Sin embargo sí pueden cultivar buenas prácticas consecuentes con una filosofía de bienestar. Un empresa pequeña quizá puede desarrollar programas internos de capacitación de personal, por ejemplo, lo cual impacta en la calidad de los servicios que automática se refleja en la reputación de la empresa.


Vales de comida, promoción de una cultura sustentable respetuosa con el medio ambiente, ciertos beneficios para los clientes e incentivos para los empleados, pueden ser bonos por puntualidad o vales de comida.


Lo importante es que la empresa conserve una buena reputación con respecto a sus propios empleas, proveedores y algunos clientes, esto a la larga abrirá las puertas para que la compañía ascienda a un siguiente nivel.


Cabe señalar que los programas de RSE internos preferiblemente deben consultarse con asesores especializados en la materia y considerar inversión destinada a los mismos.

Valores, misión y visión


Todas las empresas tienen estos aspectos cuando inician.

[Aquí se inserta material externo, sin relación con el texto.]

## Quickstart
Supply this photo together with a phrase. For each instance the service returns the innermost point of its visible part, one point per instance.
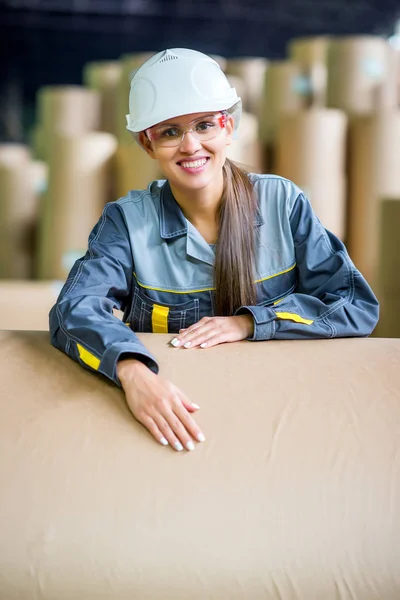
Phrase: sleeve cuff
(264, 321)
(108, 364)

El cumplimiento o al menos la no contradicción de los valores éticos internos, como la anticorrupción, define la cultura de RSE de la PyME.


Diálogo con los stakeholders


Escuchar a los grupos de interés es clave para el fracaso o éxito de una PyME. Un modelo flexible y participativo suena fácil, pero muchos a empresarios se les hace difícil operar de esta manera, lo cual muchas veces desencadenan conflictivos que traen consecuencias trascendentales para la compañía.


Liderazgo y compromiso


El éxito de una gestión sostenible en una PyME depende del compromiso del CEO o directivos.


La dirección, por más pequeña que sea, debe mantener una postura de liderazgo y apoyo a su empresa frente a los grupos de interés . De ahí partirá el éxito en el cumplimiento de los objetivos sostenibles.


Unidad y lealtad y difusión


Los buenos empresarios deben estar conscientes de la calidad de sus colaboradores, socios y también de sus clientes.


Conservar las relaciones con las valiosas piezas que intervienen en las actividades de la empresa es muy importante y representa un gran nivel de madurez por parte de la PyME.


Es importante que la empresa difunda sus valores, políticas y buenas prácticas en sus círculos de influencia para crecer y además tener buenos contenidos para sus estrategias de comunicación.